Humanismo na literatura

Na literatura, o Humanismo foi um movimento de transição entre a Idade Média e a Idade Moderna.
O Humanismo foi um movimento literário de transição

O Humanismo foi um movimento de transição entre a Idade Média e a Idade Moderna, ou entre o Trovadorismo e o Renascimento. Como o próprio nome já indica, esse período literário correspondeu a ideais filosóficos, morais e estéticos que valorizavam o ser humano.

Por volta do século XIV, ou Baixa Idade Média, na Europa Ocidental, ocorreram mudanças sociais e econômicas profundas que contribuíram para o surgimento de novas formas de pensar. Essas modificações do modo de pensar não aconteceram de uma hora para outra, foram consolidando-se ao longo dos séculos anteriores até concretizarem-se em uma nova mentalidade e nova cultura. Assim, essas novas formas de pensamento influenciaram a economia, a organização do poder e a produção artística.

Contexto histórico

Com a decadência do Feudalismo, surgiu uma nova classe social, a burguesia, o que contribuiu para o surgimento de cidades e, também, para a emigração do campo para a cidade. Os burgueses, agora, competiam com a nobreza pelo poder econômico e social.

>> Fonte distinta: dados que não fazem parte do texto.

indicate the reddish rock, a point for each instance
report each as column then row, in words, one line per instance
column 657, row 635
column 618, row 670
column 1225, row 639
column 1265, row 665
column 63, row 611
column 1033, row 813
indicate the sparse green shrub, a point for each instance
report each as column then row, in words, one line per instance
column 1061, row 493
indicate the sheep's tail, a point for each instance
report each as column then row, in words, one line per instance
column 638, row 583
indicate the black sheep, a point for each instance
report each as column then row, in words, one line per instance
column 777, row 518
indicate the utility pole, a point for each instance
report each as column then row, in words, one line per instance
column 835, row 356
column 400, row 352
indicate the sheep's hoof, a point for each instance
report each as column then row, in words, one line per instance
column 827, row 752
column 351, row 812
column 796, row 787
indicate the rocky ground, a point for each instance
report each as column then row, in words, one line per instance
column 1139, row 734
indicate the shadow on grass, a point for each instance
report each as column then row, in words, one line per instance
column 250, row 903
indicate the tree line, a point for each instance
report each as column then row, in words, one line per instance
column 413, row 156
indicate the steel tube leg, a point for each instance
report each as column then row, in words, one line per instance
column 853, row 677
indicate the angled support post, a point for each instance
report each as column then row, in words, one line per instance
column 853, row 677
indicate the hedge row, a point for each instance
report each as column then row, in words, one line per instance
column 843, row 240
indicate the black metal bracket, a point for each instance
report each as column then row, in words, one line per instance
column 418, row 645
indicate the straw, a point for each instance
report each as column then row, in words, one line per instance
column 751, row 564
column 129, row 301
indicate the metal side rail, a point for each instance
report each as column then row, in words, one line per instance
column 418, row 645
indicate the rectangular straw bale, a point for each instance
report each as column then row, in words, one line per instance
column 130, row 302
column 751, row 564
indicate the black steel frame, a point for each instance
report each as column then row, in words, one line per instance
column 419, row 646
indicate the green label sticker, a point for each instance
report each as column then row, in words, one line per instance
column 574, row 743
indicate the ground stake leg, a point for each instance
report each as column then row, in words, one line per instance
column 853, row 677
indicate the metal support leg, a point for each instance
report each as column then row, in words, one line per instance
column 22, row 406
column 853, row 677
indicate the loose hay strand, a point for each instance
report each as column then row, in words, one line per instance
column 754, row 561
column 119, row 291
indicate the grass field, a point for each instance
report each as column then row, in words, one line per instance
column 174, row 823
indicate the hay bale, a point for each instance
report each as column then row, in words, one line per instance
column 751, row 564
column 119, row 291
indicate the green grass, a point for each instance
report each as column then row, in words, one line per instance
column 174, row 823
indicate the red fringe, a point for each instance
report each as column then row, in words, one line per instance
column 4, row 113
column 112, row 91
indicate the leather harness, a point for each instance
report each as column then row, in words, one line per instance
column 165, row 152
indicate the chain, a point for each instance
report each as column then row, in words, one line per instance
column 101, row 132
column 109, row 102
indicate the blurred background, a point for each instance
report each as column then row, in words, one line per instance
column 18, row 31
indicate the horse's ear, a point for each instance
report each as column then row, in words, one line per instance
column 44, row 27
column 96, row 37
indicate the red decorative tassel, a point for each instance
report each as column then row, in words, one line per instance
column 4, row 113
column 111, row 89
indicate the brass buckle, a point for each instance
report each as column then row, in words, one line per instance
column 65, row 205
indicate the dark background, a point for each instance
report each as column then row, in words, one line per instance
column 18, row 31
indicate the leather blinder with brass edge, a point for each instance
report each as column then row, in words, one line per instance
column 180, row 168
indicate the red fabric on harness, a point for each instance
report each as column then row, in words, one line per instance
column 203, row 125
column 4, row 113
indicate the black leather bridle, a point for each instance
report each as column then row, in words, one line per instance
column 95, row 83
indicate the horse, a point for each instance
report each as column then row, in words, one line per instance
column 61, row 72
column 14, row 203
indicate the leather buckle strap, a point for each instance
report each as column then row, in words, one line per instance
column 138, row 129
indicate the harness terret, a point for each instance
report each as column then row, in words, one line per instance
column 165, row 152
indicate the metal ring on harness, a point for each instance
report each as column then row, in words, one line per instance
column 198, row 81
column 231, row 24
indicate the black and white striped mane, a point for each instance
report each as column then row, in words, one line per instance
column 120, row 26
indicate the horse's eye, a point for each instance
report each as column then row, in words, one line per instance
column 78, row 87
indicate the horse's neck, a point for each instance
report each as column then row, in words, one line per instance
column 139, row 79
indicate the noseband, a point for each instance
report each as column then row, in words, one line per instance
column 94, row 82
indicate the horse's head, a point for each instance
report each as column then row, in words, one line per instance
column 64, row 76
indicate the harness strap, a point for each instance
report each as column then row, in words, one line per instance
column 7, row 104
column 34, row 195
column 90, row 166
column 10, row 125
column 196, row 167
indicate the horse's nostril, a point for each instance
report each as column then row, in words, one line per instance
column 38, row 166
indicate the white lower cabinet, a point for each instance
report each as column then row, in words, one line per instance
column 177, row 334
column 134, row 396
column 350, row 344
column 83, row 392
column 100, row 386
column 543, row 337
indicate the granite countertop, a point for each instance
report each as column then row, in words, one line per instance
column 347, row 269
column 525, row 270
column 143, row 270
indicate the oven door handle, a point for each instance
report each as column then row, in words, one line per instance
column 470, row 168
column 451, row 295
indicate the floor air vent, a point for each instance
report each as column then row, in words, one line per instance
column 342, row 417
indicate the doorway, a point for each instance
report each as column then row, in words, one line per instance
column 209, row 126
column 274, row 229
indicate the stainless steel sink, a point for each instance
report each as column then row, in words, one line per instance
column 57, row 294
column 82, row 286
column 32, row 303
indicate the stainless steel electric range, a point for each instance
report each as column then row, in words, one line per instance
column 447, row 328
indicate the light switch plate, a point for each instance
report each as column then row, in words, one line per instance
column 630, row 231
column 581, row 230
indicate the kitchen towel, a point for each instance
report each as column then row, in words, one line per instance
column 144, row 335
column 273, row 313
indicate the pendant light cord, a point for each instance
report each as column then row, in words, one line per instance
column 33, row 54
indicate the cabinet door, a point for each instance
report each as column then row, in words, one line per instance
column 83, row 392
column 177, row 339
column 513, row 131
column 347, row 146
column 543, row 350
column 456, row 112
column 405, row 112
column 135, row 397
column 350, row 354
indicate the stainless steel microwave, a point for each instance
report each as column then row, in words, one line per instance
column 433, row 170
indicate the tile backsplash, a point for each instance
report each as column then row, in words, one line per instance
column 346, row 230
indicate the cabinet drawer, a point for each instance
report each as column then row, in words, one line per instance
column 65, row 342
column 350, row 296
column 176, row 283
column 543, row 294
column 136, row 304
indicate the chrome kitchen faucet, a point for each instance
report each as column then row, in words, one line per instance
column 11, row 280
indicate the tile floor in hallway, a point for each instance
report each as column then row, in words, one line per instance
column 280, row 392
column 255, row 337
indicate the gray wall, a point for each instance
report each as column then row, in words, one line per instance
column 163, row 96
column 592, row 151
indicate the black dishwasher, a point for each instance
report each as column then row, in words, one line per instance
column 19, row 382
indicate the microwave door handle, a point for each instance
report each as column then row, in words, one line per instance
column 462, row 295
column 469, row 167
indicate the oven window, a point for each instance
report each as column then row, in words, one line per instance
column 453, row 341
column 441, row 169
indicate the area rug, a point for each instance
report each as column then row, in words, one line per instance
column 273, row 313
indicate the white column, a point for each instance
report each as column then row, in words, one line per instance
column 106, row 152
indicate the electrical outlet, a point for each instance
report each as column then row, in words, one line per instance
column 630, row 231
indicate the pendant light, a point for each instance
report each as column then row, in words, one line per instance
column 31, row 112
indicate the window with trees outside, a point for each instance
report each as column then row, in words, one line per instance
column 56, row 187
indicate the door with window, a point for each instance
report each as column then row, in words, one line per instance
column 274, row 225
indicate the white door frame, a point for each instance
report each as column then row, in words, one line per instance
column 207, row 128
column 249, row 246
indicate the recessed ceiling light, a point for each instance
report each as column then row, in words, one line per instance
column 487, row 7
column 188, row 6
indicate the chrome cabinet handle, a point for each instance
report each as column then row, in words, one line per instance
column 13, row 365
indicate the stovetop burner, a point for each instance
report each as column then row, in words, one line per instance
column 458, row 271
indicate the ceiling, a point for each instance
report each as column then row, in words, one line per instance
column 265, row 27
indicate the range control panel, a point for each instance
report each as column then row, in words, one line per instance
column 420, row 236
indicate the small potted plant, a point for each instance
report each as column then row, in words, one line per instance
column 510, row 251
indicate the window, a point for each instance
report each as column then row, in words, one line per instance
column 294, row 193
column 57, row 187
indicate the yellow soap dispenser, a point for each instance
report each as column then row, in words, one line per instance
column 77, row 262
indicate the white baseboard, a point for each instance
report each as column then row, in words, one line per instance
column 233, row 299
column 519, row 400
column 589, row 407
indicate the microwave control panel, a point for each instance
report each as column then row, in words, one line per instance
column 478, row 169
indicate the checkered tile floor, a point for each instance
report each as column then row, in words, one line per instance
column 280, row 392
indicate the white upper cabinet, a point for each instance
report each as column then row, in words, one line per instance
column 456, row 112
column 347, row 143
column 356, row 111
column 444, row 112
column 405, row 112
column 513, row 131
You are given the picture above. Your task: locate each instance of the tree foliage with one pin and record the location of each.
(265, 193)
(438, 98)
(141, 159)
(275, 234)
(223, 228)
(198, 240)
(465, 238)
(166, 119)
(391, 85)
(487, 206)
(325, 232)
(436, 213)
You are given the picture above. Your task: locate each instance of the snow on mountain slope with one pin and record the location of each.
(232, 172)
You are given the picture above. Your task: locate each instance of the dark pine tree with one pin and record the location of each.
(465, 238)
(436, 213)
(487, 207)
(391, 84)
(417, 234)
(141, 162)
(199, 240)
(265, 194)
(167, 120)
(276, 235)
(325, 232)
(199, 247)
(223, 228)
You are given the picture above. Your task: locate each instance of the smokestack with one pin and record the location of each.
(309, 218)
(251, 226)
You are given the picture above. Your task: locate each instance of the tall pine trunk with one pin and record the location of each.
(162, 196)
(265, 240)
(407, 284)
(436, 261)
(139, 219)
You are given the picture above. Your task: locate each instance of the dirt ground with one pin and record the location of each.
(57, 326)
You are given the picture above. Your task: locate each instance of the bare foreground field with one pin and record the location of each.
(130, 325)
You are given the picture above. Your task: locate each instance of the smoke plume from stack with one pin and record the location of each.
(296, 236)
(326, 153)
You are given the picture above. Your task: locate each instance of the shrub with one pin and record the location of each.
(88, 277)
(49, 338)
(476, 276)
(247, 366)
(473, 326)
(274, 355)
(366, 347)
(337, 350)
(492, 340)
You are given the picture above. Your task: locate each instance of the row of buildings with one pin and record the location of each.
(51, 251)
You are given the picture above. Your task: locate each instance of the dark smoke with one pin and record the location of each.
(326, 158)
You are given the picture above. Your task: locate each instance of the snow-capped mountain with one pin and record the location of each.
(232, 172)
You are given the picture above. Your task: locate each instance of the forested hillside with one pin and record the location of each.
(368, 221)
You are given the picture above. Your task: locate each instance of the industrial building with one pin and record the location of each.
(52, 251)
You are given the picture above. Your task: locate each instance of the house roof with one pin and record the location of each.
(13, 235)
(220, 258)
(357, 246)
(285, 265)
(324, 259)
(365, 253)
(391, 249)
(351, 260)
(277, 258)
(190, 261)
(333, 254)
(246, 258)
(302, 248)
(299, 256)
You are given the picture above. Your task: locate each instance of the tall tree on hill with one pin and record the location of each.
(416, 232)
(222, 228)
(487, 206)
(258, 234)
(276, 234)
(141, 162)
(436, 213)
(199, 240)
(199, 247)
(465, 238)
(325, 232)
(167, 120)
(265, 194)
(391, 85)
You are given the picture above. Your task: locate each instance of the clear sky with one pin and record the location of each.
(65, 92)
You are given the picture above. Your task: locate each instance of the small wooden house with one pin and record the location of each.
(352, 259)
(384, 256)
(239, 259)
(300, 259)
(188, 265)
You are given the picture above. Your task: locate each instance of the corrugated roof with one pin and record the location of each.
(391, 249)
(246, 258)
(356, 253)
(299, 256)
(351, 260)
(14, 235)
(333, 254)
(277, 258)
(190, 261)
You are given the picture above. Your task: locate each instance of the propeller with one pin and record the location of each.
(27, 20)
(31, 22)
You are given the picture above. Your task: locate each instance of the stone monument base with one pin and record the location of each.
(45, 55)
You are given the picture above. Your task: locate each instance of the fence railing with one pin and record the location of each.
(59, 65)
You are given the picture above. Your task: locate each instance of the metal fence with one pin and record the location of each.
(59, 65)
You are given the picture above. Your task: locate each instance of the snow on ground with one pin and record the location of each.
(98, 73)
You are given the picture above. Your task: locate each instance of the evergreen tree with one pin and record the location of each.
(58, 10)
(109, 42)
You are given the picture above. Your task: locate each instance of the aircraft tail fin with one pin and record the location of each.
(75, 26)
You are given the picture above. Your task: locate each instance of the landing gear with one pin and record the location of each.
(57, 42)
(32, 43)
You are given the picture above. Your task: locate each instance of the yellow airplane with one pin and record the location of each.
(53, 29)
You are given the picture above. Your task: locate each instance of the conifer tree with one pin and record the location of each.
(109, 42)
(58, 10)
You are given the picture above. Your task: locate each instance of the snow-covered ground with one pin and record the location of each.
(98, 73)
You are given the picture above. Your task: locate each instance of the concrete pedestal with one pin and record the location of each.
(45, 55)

Além do surgimento da burguesia, outras mudanças marcaram esse período na Europa, entre elas, a expansão marítima, o desenvolvimento do comércio, o surgimento de pequenas indústrias, etc., e todas essas transformações foram desenvolvidas pelos humanistas. Assim, lentamente, a mentalidade medieval foi sendo deixada no passado daquela sociedade.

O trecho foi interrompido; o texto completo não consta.